What are the biggest changes startups must go through to be IPO-ready?

To consider a successful IPO, a tech company will need to have line of sight to $100 million in revenue with eight quarters of historical growth and line of sight to eight quarters in the future of predictable growth. For a tech business, annual growth in GAAP revenue will need to be in excess of 20% (and ideally double this amount) at gross margins of 40% or more.

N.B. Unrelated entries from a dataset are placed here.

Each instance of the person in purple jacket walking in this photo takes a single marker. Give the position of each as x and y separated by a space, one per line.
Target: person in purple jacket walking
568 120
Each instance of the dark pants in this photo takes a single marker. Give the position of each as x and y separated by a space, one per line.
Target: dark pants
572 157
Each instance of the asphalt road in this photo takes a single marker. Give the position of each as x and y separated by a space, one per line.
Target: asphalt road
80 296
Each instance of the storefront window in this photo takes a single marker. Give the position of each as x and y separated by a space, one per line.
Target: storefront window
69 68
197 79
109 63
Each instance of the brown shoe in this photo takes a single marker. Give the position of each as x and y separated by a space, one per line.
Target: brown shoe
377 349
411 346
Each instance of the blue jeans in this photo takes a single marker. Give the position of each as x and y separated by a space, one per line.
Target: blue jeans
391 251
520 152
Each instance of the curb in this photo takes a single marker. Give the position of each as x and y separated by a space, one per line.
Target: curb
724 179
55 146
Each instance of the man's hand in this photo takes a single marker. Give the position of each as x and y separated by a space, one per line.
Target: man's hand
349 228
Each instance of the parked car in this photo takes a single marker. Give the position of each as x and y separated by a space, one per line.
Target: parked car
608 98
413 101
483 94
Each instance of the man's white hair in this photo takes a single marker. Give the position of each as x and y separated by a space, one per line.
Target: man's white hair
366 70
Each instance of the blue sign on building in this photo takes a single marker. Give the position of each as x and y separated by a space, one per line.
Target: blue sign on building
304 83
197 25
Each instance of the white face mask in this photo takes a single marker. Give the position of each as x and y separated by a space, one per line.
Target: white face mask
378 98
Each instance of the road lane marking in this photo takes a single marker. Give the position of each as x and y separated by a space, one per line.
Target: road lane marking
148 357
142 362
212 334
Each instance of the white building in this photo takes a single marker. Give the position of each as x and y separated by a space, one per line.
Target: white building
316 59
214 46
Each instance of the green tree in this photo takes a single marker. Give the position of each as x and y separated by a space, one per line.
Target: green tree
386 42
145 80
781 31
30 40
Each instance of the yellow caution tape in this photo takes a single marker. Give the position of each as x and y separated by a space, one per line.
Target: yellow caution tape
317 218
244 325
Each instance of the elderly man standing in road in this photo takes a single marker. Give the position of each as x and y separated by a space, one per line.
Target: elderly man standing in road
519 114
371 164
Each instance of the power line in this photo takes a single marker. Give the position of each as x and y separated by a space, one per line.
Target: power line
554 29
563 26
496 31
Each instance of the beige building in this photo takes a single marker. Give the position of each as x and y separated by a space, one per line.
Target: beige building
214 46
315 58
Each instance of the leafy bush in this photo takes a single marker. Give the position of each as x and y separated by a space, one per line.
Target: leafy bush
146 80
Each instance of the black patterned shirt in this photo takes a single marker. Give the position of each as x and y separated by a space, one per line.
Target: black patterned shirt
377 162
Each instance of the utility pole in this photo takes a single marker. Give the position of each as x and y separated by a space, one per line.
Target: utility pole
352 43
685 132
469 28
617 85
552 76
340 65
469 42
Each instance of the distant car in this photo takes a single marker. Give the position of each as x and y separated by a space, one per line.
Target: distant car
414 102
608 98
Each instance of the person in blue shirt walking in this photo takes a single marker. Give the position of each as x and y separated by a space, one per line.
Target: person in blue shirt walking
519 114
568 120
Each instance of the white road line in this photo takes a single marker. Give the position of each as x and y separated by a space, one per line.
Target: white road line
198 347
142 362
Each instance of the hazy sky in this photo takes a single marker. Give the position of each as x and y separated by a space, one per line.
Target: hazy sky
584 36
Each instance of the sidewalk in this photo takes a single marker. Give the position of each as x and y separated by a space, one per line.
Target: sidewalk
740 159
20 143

These are herculean feats that few businesses will ever achieve.

There also has to be some other ingredient, which some call the "sizzle," to inspire long-term fundamental investors to believe that growth can be significantly greater than what the models show over the next eight quarters.

Historically, that sizzle could be explained by exposure to international markets that would be enabled by the scaling capital provided by the IPO.

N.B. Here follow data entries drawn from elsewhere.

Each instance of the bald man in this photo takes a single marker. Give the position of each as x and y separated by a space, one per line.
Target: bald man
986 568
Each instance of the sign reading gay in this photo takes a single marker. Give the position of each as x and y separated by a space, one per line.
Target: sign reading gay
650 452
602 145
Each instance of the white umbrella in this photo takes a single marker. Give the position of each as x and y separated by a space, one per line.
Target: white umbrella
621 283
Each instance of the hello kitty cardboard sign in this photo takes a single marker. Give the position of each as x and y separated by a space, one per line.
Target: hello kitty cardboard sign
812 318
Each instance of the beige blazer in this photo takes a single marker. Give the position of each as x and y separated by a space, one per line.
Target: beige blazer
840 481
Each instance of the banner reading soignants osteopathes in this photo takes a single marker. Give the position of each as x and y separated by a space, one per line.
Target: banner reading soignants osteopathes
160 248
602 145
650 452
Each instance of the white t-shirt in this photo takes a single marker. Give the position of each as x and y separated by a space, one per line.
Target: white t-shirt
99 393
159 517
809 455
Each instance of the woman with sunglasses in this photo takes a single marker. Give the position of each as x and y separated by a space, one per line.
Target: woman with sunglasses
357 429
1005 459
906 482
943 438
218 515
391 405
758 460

Today, revenue from a US tech business may well be evenly split between US and international markets from the outset, so the "sizzle" will need to come from planned advances in technology, new product releases, and new product enhancements that will unlock new and significant branches of growth.

What are the key process changes companies need to make ahead of an IPO?

  • Leveling up the company's financial reporting function: Enhanced accuracy and transparency in financial statements is an absolute necessity, both historically and forward-looking for eight quarters in both directions.
  • Corporate governance: Companies need to recruit an experienced, independent, and supportive board that can provide wisdom to management during the IPO process and beyond.
  • Operational scalability: Ensuring systems and processes can support growth and compliance requirements. Have you installed a world-class ERP software system? Do you have a contract management system and CRM software? Do they all work together?
  • Compliance and risk management: Implementing robust controls to meet regulatory standards is a playbook that a new CFO and new General Counsel can implement with the help of outside advisors.